The visit took place because we were following up concerns raised at the last inspection in July 2011. Therefore when talking with people we concentrated on those specific areas raised in the last inspection. We spoke to nine people who used the service and three relatives. People were very complimentary about the staff and the new manager and said ''the staff are excellent'', ''The girls are fantastic'', ''The girls are very good'' and ''The care is excellent, I have no complaints''.

A proportion of the people living at the home had marked problems with their memory and found it difficult to think about recent events or at times to hold a conversation. Therefore we used a specific way of observing care to help to understand the experience of people who could not talk with us. This involved spending a substantial part of the visit observing a group of people to see how they occupied their time, appeared to feel and how staff engaged with them.

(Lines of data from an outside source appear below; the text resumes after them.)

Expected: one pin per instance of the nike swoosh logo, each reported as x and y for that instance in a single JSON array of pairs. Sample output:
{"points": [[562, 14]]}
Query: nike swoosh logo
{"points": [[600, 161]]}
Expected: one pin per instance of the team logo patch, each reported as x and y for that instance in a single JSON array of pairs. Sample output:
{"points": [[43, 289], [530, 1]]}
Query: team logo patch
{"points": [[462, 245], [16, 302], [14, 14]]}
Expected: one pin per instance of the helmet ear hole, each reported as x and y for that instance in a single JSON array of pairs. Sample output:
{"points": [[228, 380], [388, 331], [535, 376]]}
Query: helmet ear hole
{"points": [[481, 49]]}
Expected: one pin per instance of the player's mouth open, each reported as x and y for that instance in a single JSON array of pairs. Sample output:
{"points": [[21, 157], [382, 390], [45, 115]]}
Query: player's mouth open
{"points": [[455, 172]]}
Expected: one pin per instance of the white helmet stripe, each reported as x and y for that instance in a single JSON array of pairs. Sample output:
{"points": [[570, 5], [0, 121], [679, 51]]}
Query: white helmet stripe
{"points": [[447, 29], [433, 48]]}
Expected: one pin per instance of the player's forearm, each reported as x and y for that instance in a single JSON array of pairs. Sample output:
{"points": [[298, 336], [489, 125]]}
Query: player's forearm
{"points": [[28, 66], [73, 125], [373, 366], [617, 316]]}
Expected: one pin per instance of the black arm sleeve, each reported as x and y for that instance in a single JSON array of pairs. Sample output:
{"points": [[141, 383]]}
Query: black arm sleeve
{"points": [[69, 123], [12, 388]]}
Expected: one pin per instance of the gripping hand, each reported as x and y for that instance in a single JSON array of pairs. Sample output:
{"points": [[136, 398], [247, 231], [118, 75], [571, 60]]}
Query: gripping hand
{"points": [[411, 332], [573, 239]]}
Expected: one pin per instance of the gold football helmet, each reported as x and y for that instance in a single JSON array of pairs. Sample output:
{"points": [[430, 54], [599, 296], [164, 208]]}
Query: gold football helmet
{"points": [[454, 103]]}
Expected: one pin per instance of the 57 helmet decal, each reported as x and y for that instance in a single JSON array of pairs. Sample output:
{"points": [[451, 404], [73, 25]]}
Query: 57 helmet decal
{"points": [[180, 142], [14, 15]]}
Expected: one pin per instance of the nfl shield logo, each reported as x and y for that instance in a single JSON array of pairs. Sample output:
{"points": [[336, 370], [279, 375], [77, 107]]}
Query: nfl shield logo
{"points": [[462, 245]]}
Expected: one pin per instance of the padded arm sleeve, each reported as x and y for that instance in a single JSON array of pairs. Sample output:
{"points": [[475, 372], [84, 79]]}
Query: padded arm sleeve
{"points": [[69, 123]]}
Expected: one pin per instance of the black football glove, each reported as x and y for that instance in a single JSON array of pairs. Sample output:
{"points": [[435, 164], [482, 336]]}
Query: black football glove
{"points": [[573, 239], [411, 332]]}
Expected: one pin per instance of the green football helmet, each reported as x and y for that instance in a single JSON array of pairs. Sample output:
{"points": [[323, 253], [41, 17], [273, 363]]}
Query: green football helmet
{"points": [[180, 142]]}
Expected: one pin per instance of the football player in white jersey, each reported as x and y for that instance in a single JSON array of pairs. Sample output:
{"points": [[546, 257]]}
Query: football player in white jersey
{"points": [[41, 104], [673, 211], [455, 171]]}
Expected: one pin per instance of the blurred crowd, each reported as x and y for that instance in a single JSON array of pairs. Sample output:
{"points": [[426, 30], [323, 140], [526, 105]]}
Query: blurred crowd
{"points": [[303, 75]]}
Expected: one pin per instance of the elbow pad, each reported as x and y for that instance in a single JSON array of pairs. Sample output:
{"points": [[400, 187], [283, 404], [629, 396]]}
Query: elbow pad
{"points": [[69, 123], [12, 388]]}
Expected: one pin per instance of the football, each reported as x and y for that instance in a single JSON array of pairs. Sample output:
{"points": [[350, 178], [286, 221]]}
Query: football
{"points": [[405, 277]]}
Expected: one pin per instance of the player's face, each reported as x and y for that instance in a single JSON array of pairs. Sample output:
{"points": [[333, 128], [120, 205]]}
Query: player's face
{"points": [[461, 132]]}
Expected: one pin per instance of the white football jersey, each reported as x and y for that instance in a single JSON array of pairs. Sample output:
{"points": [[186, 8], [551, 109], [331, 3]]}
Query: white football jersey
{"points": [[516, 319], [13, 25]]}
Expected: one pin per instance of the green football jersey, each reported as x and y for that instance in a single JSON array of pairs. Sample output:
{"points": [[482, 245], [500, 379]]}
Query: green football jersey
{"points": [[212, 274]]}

From our observation staff were constantly working in ways that supported the people and they made sure individuals could follow what was being said; included people in

conversations; and approached people in a gentle and caring manner. If people were

experiencing distress staff quickly went to the person and offered comfort. Staff have not recently received training in dementia care but did interact with people in a very caring and respectful manner.

2 August 2011

During an inspection in response to concerns

People who use the service said they were pleased with the quality of care and support experienced and that they were respected and involved in decision making. They said that the home had been improving over the past couple of months. They had confidence in the manager and staff team. They felt safe and able to confide in staff. They liked the food and said there was a good choice of menu. Their privacy and dignity was respected. Typical comments included: "My wife and I are over the moon with this place"... "Some staff are very good; there's just one or two who are not so good"... "I can't fault any of the staff; they are professional and friendly and respond to the alarms."

People who use the service liked the fact that their friends and relatives could visit at any time and were always made welcome. They felt that their care and welfare needs were well understood, including their healthcare needs.